Making my way through the generous portion Anneke has doled out, I encounter potato salad, rosemary bread, some sort of hot cheesy dish with veggies, a garden salad, and the aforementioned chicken and rice. Each of these items disappears with surprising swiftness, until only the chicken and rice remains. I spear a piece of chicken with my fork and put it in my mouth.

I discover belatedly (once the chicken is in my mouth) that this piece contains a large bone. I begin to conduct a series of awkward tongue maneuvers, trying to pry the meat away  and shuffle the bone to one side of my mouth. Eventually, I manage to do this, and I discreetly (I hope!) pull the bone out of my mouth and place it on the edge of my plate.

Because I consider myself an enthusiastic foodie and adventurous cook, I am often surprised by the flavor of new foods. Because I have low vision, I am often surprised by food in a totally different way. Unexpected textures, unforeseen bones, and decorative lemon wedges have found their way to my mouth many times. I have often mistaken the leafy garnish on the side of the plate for a far-reaching component of the salad. Because I rarely think to use garnish, it doesn’t occur to me – during the spontaneous act of food identification – that other cooks employ it.

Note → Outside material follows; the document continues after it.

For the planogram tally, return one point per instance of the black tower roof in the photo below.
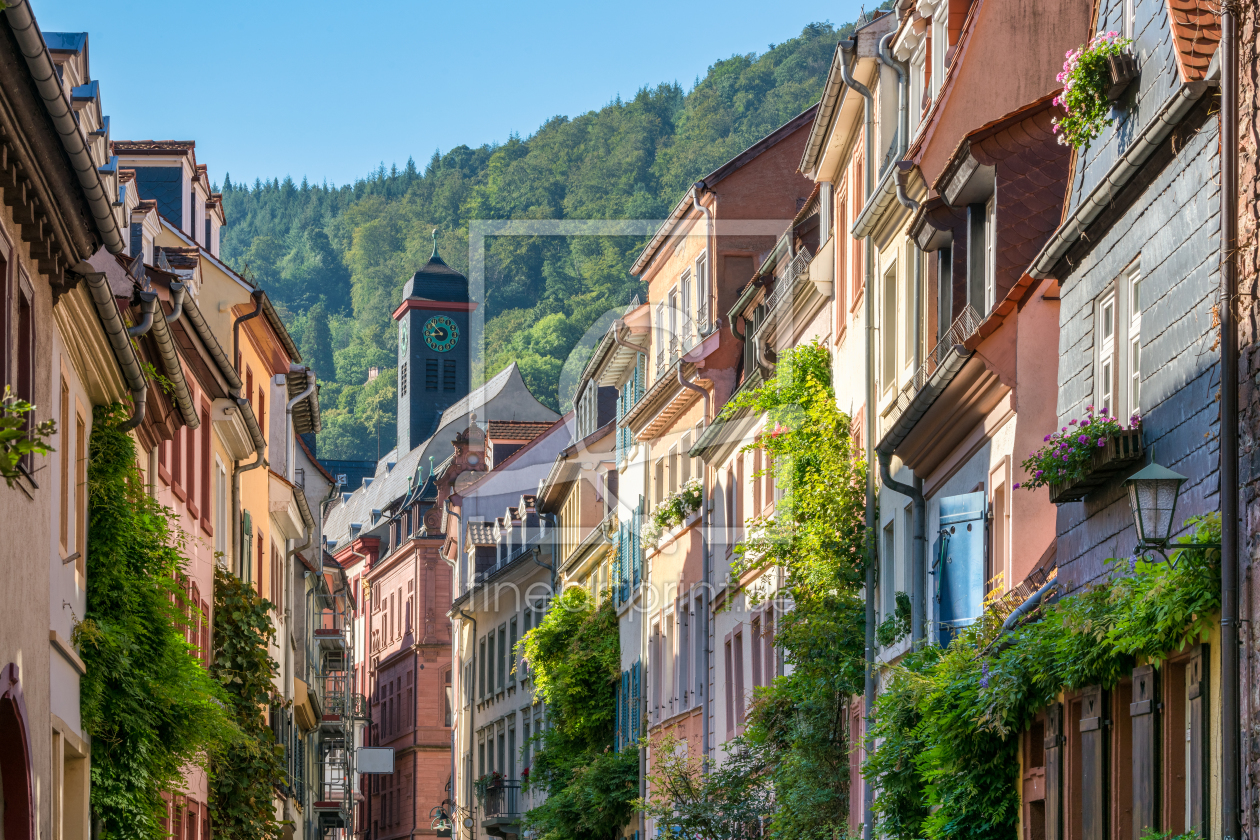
(436, 281)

Obviously these occasional embarrassments don’t keep me away from food for too long. When someone at the table spills a drink or salts their coffee by mistake, I am gratified in the levelness of the playing field.

One food stands alone as the unequivocal nuisance.


Don’t get me wrong – I enjoy salads, tacos, lettuce wraps – many things that use lettuce in all its incarnations. But lettuce is a giant pain because it foils the laws of physics that aid the nonvisual diner.

When I lift a spoonful of soup, a forkful of rice, or a wedge of pita filled with hummus to my mouth, the act of lifting serves two purposes. Obviously, this action facilitates the food’s travel from its place on my plate. Also, the act of lifting the food in my hand allows me to weigh it and make judgements about the size of the bite I’m preparing to enjoy. Whether the imminent portion is handheld or borne on a piece of cutlery, I can estimate its size, density, and relative messiness.

Lettuce defies these rules of physics! It dangles off the fork in irritating ways, and its lightness makes it impossible for me to judge the quantity I’m dealing with. Many times, I’ve taken what I thought was a small, modest bite of salad – only to discover, as the damp lettuce bats my cheek and brushes against my mouth, that I was deceived by the greens!  In these cases, I am forced to put the fork down, hurriedly dab at my dressing-speckled face with a napkin, and hope that no one has seen my slovenly descent into ineptitude.

I try to counteract this lettuce deception by obsessively cutting my salads when they arrive. If someone sets a salad before me, I will attack it with vigor, hoping to shred all the offending green into manageable, bite-sized pieces. In this way, I hope to prevent the embarrassing bite of inestimable proportions, the splashing of dressing, the awkwardness that comes with having a bite halfway in your mouth before you realize it really won’t fit.

A similar wildness comes with the eating of linguini (or any long pasta) in red sauce – not because I can’t tell how much I’ve got on my fork, but because the noodles like to swing about and send little red droplets everywhere.

Perhaps this is why I love parties and their finger foods, sandwiches, purees, and other considerate foods – edibles that don’t fight back!